Participants were randomized 1:1 to a yoga intervention (n = 58) or a strengthening exercise control (n = 59). Both groups completed two supervised sessions and one home-based session per week for 12 weeks, then transitioned to three unsupervised home sessions weekly during weeks 13–24.
Baseline demographic and clinical characteristics—including a mean VAS pain score of 53.8 mm—were comparable. The primary endpoint was the between-group difference in VAS pain change at 12 weeks; 27 secondary outcomes spanning mood, function, stiffness, global assessment, gait speed, and health-related QOL were evaluated at 12 and 24 weeks.
Yoga Advantages Observed
At 12 weeks, the yoga cohort exhibited a 1.1-mm greater reduction in VAS score compared to strengthening exercises, a non-significant finding that remained within the prespecified noninferiority margin of 10 mm, according to findings.

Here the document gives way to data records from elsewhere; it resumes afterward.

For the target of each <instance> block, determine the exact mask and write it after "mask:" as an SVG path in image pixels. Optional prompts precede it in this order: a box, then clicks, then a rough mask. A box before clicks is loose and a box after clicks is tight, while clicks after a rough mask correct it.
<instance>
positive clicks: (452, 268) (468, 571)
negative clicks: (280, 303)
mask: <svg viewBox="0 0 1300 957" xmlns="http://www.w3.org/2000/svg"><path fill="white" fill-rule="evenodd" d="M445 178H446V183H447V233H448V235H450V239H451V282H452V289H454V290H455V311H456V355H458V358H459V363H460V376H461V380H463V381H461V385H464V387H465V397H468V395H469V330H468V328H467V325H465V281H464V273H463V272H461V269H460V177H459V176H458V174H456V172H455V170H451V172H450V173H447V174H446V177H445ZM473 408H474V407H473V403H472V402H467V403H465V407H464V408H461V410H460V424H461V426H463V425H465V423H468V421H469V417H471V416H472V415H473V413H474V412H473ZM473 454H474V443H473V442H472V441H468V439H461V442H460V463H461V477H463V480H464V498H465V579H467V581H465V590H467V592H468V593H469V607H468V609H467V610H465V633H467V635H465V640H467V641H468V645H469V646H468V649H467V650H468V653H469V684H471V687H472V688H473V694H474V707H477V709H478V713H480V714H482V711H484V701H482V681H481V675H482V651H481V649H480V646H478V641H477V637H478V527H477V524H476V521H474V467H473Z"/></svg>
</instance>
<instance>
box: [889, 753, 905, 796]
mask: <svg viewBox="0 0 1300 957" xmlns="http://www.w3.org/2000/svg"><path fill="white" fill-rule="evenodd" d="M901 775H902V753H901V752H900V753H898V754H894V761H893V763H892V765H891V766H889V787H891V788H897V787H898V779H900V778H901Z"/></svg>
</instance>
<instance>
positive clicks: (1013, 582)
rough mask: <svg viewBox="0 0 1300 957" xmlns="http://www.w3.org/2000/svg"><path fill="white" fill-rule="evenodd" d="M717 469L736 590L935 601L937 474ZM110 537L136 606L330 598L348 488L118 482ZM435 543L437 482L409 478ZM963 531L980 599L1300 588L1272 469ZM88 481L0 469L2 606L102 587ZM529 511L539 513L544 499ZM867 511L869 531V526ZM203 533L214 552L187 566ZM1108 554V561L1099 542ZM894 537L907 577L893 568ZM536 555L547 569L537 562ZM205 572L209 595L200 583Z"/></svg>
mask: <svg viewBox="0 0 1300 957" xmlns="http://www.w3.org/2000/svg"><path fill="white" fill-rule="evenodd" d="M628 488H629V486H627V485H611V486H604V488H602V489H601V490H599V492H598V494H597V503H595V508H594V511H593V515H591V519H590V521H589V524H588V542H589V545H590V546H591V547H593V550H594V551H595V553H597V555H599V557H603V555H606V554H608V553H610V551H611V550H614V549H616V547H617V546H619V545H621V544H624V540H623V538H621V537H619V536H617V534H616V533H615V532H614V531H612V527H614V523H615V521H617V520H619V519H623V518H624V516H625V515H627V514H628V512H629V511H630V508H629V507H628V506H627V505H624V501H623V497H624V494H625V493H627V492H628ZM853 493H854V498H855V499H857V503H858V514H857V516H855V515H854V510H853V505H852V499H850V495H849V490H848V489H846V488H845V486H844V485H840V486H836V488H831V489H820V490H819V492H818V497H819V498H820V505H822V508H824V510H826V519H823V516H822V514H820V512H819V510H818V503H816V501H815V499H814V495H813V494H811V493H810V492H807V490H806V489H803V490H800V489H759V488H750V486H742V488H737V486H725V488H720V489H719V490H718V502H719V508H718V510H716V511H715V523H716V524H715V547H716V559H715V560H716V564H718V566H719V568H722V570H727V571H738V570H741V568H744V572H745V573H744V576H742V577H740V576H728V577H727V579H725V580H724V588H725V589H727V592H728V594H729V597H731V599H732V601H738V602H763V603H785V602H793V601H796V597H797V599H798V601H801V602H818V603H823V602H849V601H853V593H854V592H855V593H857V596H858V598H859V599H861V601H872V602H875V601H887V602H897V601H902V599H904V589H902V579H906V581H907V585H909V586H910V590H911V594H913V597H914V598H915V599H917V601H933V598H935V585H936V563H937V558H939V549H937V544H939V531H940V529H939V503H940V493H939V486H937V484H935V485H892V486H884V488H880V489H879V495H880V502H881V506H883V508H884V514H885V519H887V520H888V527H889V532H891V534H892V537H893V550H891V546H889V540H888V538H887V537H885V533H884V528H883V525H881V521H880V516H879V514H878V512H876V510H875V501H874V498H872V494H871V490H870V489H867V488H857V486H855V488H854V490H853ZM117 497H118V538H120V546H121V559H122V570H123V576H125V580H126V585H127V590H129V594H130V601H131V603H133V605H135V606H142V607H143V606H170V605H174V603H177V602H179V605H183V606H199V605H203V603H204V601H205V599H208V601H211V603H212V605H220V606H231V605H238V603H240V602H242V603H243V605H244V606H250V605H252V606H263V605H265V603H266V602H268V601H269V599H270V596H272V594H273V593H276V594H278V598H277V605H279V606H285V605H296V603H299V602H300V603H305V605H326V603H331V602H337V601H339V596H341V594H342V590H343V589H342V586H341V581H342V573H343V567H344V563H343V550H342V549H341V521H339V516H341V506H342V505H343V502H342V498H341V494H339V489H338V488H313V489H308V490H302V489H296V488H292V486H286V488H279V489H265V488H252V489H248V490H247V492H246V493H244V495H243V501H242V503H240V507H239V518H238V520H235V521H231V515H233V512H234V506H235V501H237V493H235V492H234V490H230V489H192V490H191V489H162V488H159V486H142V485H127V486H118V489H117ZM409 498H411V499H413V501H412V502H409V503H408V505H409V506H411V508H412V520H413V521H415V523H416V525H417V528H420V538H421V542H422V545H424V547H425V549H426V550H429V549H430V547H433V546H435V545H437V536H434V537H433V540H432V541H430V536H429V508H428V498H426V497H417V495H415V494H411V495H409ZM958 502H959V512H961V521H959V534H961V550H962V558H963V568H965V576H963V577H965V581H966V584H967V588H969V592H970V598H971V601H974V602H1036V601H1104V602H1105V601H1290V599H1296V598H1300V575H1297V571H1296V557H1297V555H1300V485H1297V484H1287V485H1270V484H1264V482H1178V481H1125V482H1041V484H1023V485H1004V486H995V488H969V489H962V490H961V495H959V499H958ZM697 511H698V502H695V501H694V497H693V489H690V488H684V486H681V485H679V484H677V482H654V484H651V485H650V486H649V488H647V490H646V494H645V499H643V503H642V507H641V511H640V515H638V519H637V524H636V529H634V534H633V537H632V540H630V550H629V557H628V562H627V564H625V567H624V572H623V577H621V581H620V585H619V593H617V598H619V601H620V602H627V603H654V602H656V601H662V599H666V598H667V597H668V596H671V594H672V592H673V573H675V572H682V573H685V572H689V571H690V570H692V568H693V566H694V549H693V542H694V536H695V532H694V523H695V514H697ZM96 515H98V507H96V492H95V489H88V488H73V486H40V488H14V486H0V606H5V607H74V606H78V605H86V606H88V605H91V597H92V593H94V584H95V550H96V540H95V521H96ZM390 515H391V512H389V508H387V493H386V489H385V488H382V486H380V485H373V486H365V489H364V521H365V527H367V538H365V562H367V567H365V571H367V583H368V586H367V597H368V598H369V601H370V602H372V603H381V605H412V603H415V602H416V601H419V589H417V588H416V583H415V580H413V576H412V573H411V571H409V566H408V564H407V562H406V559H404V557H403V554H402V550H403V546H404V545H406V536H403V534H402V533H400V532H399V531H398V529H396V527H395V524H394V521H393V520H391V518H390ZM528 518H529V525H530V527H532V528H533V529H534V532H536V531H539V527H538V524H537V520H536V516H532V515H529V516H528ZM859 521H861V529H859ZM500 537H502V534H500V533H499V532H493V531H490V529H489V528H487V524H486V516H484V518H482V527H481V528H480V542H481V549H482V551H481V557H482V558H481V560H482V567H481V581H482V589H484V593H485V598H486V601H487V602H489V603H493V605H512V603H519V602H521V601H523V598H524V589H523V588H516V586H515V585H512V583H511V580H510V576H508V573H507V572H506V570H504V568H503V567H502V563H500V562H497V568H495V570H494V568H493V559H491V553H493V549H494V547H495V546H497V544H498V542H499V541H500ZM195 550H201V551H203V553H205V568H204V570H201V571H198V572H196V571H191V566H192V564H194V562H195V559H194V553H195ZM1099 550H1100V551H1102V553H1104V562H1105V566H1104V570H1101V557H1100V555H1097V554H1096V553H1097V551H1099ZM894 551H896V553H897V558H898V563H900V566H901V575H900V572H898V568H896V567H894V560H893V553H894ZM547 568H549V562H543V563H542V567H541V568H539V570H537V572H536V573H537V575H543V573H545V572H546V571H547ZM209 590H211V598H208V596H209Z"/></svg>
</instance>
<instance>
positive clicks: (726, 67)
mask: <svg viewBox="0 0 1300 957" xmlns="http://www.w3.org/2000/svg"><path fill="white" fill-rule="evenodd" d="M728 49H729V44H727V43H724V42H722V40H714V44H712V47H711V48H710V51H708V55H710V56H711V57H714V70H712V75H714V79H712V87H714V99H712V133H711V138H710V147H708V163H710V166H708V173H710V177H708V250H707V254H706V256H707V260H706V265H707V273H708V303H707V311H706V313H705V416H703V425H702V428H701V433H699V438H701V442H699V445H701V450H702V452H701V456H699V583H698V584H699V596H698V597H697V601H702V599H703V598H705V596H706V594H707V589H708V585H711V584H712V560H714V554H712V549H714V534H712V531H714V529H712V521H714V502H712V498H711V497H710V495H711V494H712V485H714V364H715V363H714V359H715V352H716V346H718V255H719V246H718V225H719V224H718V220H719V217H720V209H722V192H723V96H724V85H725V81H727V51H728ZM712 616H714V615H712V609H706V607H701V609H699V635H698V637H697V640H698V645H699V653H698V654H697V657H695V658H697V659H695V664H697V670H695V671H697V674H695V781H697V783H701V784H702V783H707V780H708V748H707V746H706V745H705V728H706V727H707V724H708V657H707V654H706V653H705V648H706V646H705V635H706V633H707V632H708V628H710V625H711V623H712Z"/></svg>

Among secondary endpoints, seven demonstrated statistically significant advantages favoring yoga. At 12 weeks, yoga participants experienced a modestly greater improvement in depressive symptoms (−1.1 between-group difference in Patient Health Questionnaire–9 score). By 24 weeks, yoga was superior on multiple Western Ontario and McMaster Universities Osteoarthritis Index (WOMAC) domains—pain (−44.5 mm), WOMAC function (−139 mm), stiffness (−17.6 mm)—as well as patient global assessment (−7.6 mm), 40-m fast-paced walk time (1.8 s), and the Assessment of Quality of Life–8 Dimensions score (0.04).
Adverse events were predominantly mild and similarly distributed between groups, underscoring the favorable safety profile of both interventions.
Limitations & Conclusions
Notwithstanding its strengths, the authors noted that the study’s single-center design and modest sample size may restrict external validity, while adherence rates and participant expectations could have influenced subjective outcomes.
“However … integrating yoga as an alternative or complementary exercise option in clinical practice may help in managing knee OA [osteoarthritis],” the research team concluded.